Kuruluşu 136 yıl öncesine dayanan ahşap tek taşlı su değirmenini 3 çocuk babası Selahattin Bol eşinin desteğiyle geleneksel yöntemlerle un öğütüyor. Öte yandan Türkan Bol 29 sene önce evlendiğini, o tarihten itibaren mesleğin içerisinde olduğunu ifade ediyor.Ev ve bahçe işleriyle beraber değirmende çalışmanın zorluğuna değinen 47 yaşındaki Bol, şöyle devam ediyor; "Uzaktan gelenler de oluyor. Su değirmeni olduğu için başka yerlerden de geliyorlar. Bu işin de zor tarafları oluyor. Eşim çok yardımcı oluyor.
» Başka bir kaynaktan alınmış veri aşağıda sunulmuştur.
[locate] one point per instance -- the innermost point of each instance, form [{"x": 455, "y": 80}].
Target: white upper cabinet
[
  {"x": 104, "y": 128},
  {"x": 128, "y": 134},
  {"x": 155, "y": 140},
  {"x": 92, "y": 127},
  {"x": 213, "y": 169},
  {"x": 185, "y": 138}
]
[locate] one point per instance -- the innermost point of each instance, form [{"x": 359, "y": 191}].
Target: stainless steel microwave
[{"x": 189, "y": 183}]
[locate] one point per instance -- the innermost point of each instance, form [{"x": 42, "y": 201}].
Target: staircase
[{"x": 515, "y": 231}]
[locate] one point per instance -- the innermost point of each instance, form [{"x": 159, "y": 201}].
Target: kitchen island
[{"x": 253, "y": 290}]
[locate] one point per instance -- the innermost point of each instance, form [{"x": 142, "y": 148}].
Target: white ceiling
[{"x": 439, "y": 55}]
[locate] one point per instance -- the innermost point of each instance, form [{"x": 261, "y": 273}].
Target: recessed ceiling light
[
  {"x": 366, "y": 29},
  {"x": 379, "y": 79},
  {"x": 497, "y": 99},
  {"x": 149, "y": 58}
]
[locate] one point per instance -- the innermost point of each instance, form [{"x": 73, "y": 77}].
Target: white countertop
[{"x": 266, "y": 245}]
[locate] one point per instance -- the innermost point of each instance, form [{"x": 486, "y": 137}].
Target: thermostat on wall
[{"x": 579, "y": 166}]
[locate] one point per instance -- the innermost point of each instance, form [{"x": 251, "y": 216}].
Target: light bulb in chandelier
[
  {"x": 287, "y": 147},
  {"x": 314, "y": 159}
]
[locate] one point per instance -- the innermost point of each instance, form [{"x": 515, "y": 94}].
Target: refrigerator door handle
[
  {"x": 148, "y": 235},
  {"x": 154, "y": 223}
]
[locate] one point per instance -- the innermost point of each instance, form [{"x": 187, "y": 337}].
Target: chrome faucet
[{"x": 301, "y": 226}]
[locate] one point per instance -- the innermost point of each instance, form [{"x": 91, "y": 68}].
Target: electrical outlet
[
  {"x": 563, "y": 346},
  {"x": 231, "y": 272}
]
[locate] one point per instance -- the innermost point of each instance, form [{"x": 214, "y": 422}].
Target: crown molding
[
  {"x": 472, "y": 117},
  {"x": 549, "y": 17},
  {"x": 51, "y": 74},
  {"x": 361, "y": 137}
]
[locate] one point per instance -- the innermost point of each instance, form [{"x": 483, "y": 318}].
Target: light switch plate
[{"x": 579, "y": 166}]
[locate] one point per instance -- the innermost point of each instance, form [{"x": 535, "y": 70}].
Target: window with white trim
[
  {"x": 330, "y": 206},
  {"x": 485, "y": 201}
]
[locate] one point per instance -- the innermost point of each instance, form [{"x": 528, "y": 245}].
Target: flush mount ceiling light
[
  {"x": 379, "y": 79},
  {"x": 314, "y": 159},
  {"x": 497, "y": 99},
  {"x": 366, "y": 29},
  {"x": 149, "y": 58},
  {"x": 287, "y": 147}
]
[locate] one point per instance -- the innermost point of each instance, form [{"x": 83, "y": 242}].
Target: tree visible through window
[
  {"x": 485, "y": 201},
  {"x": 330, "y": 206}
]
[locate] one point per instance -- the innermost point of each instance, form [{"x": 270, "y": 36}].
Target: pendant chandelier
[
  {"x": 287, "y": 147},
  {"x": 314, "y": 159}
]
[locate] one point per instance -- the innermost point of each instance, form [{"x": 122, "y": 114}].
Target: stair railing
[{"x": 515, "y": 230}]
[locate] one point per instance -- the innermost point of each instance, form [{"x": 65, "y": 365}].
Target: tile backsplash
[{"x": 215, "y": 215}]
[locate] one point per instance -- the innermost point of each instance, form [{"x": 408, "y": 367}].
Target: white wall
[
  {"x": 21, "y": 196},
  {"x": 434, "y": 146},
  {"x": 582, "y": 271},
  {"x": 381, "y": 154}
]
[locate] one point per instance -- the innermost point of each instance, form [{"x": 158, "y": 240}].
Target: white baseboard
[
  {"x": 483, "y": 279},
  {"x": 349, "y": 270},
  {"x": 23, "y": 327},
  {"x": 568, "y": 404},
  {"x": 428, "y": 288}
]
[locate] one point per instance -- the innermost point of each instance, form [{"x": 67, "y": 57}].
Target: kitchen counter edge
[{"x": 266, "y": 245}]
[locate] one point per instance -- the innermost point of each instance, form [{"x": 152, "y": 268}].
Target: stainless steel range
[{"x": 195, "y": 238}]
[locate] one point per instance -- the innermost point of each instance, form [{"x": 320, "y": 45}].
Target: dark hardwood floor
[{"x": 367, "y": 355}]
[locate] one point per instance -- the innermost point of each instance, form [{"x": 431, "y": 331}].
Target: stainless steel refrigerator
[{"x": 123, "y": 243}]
Benim yapamadığım yerde o bakıyor. Bazen o bakıyor, bazen de ben ilgileniyorum. Bu şekilde birbirimize destek oluyoruz. Bu sayede eve gelir oluyor."
"GÖRMEDİĞİMİZ TANIMADIĞIMIZ DEDEMİZİN MİRASINA SAHİP ÇIKIYORUZ"
Geçmişte babası ve amcalarının değirmeni 15’er günlük periyodlarla işletildiğini, sırası gelenin 15 gün değirmende beklediğini ifade ediyor. Ancak şimdi kendisinden başka ilgilenen olmadığını yaklaşık 30 yıldır değirmenin bakım ve onarımı gibi işlerini de üstlendiğini, dedesinin mirası olduğu için sürdürebileceği yere kadar devam edeceğini söylüyor.
Öğütülecek mısırın, mahalledeki bakkala veya değirmene getirildiğini anlatan Bol, "Değirmenin bulunduğu ırmak Keş Deresi. Dere üzerinde 18 değirmenden bir tanesi kaldı. Burası dedemizin mirası olduğu için babamızın yanında öğrendiğimiz değirmene bakıyoruz. Görmediğimiz, tanımadığımız dedemizin mirasına sahip çıkıyoruz. Bundan da gururluyum, mutluyum. Dedemin babamıza, ondan sonra da üçüncü kuşağa bıraktığı değirmenin faaliyetini sürdürdüğüm için mutluyum" diyor.